The wide swath of property damage sent insurance companies, rental car outlets and car dealerships scrambling to respond to a sudden spike in demand for loaner and replacement vehicles.
But for folks making low wages, dealing with federal assistance applications and finding temporary housing is compounded by an inability to get to and from work and earn a paycheck when they need it the most. Many who lost vehicles also lost furniture, clothes and rental housing.
Develron Walker hasn’t been able to get to work at the Bill Clair Family Mortuary in South Central Houston since Harvey hit. His 2011 Nissan Armada was parked at a friend’s house in Kashmere Gardens in northeast Houston while he was out of town during the storm. He returned to Houston to find it totaled.
Walker was still making payments on the vehicle and thinks he carried enough insurance to pay off what he owes and break even.

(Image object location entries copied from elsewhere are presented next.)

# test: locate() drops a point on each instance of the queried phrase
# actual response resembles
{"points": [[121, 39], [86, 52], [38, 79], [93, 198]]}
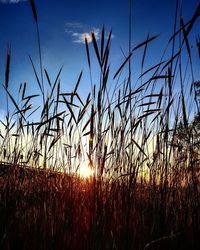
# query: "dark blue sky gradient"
{"points": [[18, 29]]}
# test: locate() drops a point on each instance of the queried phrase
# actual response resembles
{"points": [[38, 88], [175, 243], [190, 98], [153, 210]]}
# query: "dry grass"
{"points": [[140, 136]]}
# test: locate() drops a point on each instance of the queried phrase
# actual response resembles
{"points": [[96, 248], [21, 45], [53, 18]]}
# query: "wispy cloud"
{"points": [[79, 32], [11, 1]]}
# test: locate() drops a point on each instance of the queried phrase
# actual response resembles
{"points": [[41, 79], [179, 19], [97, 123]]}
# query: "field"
{"points": [[115, 169]]}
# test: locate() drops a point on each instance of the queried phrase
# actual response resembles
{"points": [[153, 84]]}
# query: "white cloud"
{"points": [[11, 1], [78, 32], [80, 37]]}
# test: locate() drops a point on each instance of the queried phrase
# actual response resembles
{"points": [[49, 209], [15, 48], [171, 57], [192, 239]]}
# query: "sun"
{"points": [[85, 170]]}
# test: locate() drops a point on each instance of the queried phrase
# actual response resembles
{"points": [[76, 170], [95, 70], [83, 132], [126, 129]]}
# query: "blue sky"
{"points": [[62, 25]]}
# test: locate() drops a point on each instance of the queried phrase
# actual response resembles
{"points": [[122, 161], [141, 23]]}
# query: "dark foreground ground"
{"points": [[44, 210]]}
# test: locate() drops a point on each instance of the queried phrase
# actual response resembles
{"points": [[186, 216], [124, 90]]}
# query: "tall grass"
{"points": [[138, 134]]}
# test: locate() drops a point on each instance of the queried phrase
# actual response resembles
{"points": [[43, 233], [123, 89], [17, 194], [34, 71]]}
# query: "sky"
{"points": [[63, 24]]}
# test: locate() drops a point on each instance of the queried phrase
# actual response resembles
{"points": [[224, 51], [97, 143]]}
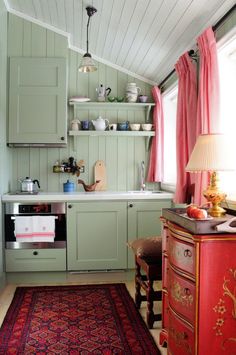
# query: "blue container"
{"points": [[68, 186]]}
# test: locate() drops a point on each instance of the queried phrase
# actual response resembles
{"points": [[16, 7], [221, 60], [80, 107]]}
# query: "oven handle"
{"points": [[13, 217]]}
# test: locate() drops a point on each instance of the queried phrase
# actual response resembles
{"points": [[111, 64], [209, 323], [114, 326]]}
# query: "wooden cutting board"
{"points": [[100, 174]]}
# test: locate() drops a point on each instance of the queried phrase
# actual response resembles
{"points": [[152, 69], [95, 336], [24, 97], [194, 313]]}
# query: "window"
{"points": [[227, 73], [169, 109]]}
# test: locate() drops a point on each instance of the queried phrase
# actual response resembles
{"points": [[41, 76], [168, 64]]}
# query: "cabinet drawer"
{"points": [[180, 336], [35, 260], [181, 295], [181, 255]]}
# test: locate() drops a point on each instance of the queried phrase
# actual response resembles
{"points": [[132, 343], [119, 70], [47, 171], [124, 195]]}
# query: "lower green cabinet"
{"points": [[96, 235], [144, 221], [18, 260]]}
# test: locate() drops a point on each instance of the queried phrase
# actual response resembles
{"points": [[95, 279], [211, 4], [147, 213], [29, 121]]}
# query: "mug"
{"points": [[112, 127], [68, 186], [85, 125], [123, 126]]}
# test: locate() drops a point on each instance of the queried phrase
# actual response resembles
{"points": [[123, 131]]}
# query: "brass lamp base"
{"points": [[215, 197]]}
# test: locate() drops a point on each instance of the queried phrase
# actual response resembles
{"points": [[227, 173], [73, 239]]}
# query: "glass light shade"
{"points": [[87, 65], [212, 152]]}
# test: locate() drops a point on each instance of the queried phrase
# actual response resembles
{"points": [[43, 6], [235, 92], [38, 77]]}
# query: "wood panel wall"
{"points": [[122, 155]]}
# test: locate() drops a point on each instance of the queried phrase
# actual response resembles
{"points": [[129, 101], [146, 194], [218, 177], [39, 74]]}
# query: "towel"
{"points": [[35, 229], [23, 229]]}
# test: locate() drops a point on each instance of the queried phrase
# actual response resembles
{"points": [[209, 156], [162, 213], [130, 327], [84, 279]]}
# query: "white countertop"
{"points": [[87, 196]]}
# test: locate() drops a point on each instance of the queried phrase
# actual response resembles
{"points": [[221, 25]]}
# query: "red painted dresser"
{"points": [[199, 292]]}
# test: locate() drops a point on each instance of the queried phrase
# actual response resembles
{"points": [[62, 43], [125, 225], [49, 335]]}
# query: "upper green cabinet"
{"points": [[37, 101]]}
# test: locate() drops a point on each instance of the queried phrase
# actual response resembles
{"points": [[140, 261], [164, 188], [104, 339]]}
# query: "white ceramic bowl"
{"points": [[143, 98], [146, 126], [134, 126]]}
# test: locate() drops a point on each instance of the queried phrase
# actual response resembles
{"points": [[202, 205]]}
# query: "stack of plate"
{"points": [[79, 99]]}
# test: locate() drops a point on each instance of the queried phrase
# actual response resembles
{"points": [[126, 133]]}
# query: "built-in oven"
{"points": [[19, 210]]}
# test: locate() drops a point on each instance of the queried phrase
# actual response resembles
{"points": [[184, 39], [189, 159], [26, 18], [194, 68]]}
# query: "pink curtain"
{"points": [[208, 100], [155, 170], [185, 124]]}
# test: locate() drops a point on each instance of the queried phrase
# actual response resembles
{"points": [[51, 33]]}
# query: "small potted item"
{"points": [[68, 186], [143, 98]]}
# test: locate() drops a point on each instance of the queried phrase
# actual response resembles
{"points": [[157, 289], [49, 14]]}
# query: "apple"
{"points": [[190, 209], [199, 213]]}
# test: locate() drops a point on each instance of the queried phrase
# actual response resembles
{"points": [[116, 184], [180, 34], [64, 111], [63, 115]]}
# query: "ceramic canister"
{"points": [[132, 92], [68, 186]]}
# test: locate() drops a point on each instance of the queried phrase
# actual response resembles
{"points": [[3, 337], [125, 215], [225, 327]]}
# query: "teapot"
{"points": [[27, 185], [100, 124], [102, 92]]}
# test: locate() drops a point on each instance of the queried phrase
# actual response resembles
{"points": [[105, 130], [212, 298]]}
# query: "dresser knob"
{"points": [[188, 253], [187, 291]]}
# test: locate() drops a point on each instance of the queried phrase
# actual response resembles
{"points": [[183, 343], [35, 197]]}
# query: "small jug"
{"points": [[100, 124], [75, 125], [102, 93], [68, 186], [132, 92]]}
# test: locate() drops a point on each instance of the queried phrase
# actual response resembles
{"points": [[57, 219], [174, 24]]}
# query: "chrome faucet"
{"points": [[142, 176]]}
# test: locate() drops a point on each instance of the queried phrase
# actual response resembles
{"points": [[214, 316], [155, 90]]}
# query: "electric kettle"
{"points": [[27, 184], [102, 92]]}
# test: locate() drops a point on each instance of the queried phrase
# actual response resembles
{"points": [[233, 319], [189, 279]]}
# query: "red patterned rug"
{"points": [[85, 319]]}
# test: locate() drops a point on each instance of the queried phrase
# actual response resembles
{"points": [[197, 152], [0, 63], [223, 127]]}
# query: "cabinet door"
{"points": [[28, 260], [144, 221], [37, 101], [96, 236]]}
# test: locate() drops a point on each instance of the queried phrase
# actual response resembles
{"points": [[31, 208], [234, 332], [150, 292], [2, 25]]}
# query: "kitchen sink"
{"points": [[145, 192]]}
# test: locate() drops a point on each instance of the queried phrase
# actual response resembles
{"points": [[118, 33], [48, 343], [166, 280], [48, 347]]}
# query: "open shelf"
{"points": [[113, 106], [113, 133]]}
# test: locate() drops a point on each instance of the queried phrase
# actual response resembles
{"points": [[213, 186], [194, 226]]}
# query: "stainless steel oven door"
{"points": [[25, 209]]}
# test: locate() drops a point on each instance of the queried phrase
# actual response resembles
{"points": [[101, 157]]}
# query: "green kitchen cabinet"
{"points": [[28, 260], [144, 221], [96, 235], [37, 101]]}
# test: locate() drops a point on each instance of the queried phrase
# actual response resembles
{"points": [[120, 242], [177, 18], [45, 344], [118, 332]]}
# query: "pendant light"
{"points": [[87, 65]]}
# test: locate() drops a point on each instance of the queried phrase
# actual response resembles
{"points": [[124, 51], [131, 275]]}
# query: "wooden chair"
{"points": [[148, 268]]}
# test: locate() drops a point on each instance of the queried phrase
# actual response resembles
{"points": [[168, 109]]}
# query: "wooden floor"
{"points": [[33, 279]]}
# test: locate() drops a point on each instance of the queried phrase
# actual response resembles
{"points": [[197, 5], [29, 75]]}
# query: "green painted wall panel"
{"points": [[122, 155]]}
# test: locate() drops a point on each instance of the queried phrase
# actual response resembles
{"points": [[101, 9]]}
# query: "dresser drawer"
{"points": [[180, 336], [35, 260], [181, 255], [181, 294], [164, 271], [165, 238], [165, 310]]}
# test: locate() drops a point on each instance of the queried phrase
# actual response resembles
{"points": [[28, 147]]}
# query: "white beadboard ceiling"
{"points": [[141, 37]]}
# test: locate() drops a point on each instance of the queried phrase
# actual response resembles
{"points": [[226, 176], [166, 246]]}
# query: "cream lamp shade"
{"points": [[213, 153]]}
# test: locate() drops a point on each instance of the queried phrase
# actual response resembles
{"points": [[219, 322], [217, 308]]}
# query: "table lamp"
{"points": [[212, 153]]}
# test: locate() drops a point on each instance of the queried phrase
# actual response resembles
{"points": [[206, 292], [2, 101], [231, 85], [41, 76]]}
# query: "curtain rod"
{"points": [[215, 27]]}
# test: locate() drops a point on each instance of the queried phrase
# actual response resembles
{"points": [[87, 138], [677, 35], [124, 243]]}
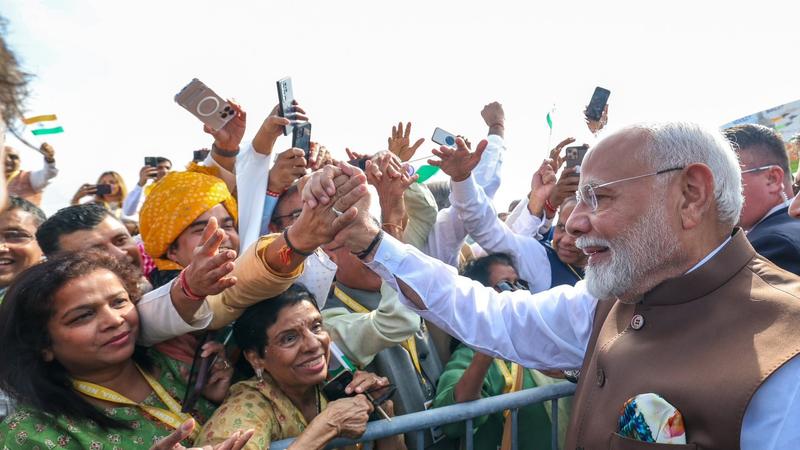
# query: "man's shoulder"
{"points": [[774, 282], [777, 224]]}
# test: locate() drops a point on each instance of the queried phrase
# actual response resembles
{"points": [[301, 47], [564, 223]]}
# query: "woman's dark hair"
{"points": [[250, 330], [24, 315], [478, 269]]}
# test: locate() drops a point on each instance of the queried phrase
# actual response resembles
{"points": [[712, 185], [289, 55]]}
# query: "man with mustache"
{"points": [[767, 182], [687, 310]]}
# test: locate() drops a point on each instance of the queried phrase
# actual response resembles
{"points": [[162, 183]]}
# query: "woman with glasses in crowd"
{"points": [[69, 327], [110, 191], [470, 375], [287, 350]]}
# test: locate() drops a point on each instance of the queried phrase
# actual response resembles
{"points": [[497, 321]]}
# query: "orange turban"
{"points": [[174, 203]]}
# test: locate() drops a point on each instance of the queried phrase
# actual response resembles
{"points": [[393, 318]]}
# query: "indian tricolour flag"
{"points": [[44, 124]]}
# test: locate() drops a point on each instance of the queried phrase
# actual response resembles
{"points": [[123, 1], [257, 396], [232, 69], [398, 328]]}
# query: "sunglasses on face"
{"points": [[505, 285]]}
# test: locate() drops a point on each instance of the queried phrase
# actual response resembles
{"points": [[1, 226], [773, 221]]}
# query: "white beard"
{"points": [[647, 245]]}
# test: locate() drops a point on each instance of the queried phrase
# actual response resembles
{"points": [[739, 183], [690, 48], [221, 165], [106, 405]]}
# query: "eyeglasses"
{"points": [[587, 195], [14, 237], [759, 169], [505, 285]]}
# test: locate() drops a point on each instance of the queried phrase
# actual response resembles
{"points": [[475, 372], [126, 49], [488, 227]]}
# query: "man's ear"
{"points": [[775, 176], [697, 194]]}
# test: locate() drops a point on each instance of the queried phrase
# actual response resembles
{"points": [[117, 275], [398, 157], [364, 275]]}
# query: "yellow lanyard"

But that leaves him with no money or trade-in vehicle to put a down payment on a replacement.
What’s worse for him is that the SUV served as the shuttle for congregation members of the Towers of Hope church, where he’s a pastor. With the church’s roof and ceiling damaged and no transportation for many of the congregants, services haven’t been held since the rains came the last weekend in August.
In between dealing with insurance claims and emergency management paperwork, Walker now relies on friends for rides and small amounts of cash to get him through days that he said are shrouded in uncertainty from one minute to the next.
“Once that minute is up, you’re right back to square one and you’re looking for something to help you for the next minute,” he said.
Gonzalez knows the feeling. For meals, he and his extended family rely on the Red Cross, churches or whatever various nonprofits happen to send to their Greenspoint apartment complex each day. They’re also battling the apartment complex management over their security deposits and September rent payments, which they want back so they can live somewhere else while their units are being repaired after being inundated with feet of water.
A friend who is a mechanic told Gonzalez it will take $2,500 to fix his sedan. That’s more than three months' worth of rent. Gonzalez said he thinks it will take three or four months to save enough money to repair or replace the vehicle. And that’s if he can find a way to get to and from construction jobs to earn anything.
“I gotta think what I’m gonna do,” he said as his wife and other relatives milled around the building, holding babies and watching kids play. “A lot of families lost everything. The best thing is we didn’t lose the family.”